三菱UFJフィナンシャルグループ 亀澤宏規社長
「極めて力強い決算だった。為替の影響と株高の影響がプラスに働いて、さらに(利益を)押し上げている」
三菱UFJフィナンシャルグループが発表した今年3月までの1年間の決算によりますと、最終利益は前の年に比べ33.5%増えて1兆4907億円となりました。
また、三井住友フィナンシャルグループも最終利益が19.5%増えて9629億円で、共に過去最高を更新しました。
さらに、みずほフィナンシャルグループも最終利益が22.2%増えて6789億円で過去2番目の水準となりました。
歴史的な円安と株高のほか、アメリカの金利上昇を背景に貸出金利から預金金利などを差し引いた利ざやが海外で拡大したことなどが、各社の収益を押し上げました。

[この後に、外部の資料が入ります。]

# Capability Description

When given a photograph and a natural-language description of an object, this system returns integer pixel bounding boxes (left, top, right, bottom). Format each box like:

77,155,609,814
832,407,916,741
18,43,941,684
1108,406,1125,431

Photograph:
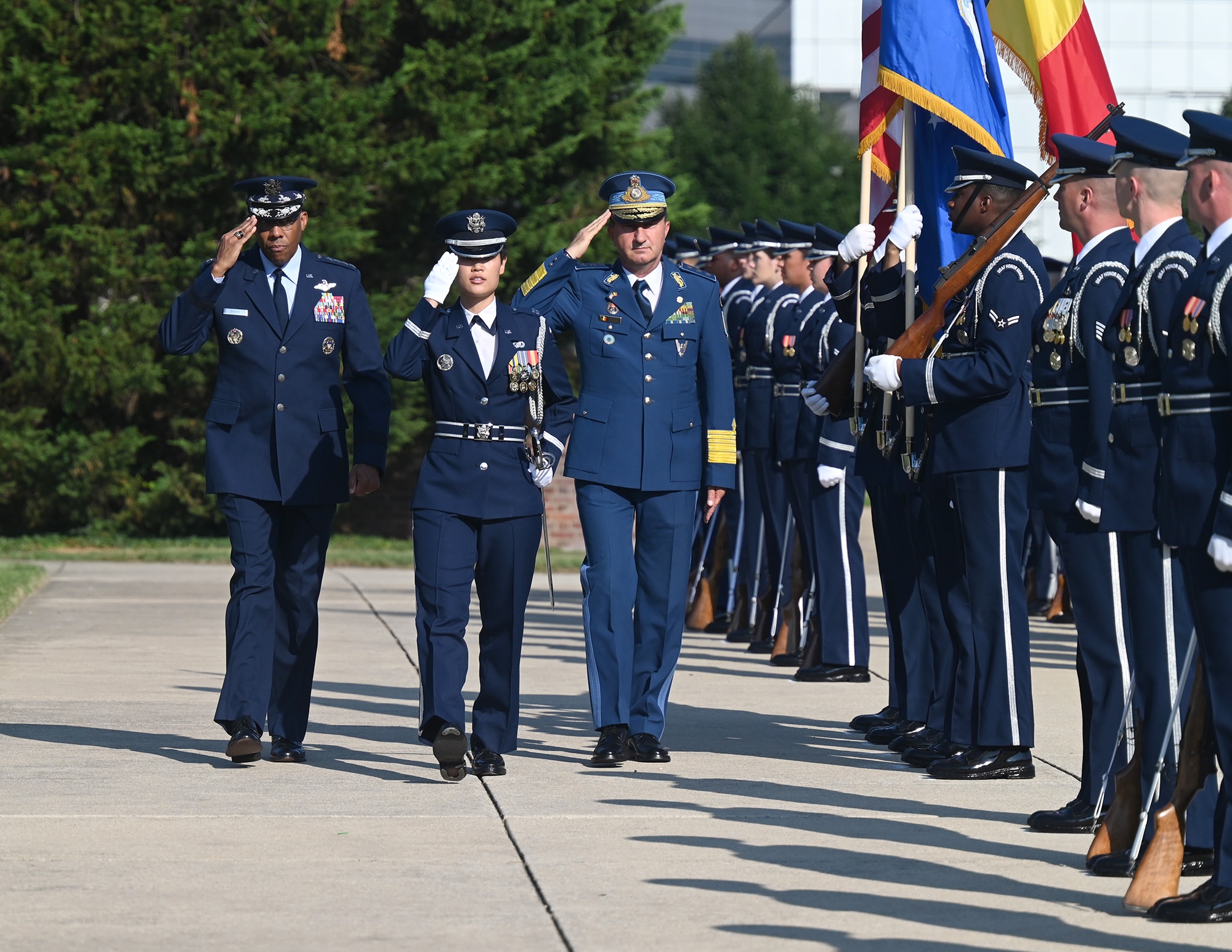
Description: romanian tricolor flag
988,0,1116,158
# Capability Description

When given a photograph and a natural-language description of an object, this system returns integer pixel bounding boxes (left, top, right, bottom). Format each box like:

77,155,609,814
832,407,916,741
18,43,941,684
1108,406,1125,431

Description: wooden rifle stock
816,102,1125,409
1124,658,1215,910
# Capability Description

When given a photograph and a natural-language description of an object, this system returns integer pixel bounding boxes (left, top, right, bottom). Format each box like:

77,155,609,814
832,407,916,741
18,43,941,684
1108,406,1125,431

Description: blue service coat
159,248,391,506
1094,222,1200,532
901,232,1047,474
514,250,736,491
384,298,577,518
742,283,800,451
1027,228,1136,512
1159,239,1232,547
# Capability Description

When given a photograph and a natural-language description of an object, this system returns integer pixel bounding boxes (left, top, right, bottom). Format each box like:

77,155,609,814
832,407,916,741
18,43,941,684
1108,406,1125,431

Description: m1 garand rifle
813,102,1125,418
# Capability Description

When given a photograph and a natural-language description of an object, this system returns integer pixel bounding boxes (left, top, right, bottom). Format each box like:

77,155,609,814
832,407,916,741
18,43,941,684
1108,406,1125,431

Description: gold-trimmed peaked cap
599,172,676,222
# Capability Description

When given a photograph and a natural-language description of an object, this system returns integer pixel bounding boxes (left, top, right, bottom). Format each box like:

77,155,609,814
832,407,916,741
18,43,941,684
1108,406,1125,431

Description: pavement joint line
347,569,574,952
334,569,419,675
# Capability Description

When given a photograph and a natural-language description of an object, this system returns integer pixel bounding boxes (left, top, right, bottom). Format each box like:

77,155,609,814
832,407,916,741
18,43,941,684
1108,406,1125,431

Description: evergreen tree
0,0,679,534
663,36,860,230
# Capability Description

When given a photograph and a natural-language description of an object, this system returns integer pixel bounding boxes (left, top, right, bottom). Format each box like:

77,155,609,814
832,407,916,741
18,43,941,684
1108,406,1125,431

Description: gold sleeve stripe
706,427,736,466
521,265,547,294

また、各社は3月に日銀がマイナス金利を解除したことによる業績への影響にも言及しました。
三井住友フィナンシャルグループ 中島達社長
「マイナス金利解除の影響ですが、もちろん銀行収益にはプラスに作用いたします」
みずほフィナンシャルグループ 木原正裕社長
「2%の物価上昇が継続的に見込まれるということが、おそらく前提にはなる。当然インフレの影響があるので、そこはコストに響いてくる」
日銀の植田総裁は先週、円安の影響などで物価の見通しが上振れれば、「金利をより早めに調整していくことが適当だ」と話していて、日銀が今後、追加の利上げを行って本格的に金利が上昇すれば、銀行各社の収益をさらに押し上げる可能性があります。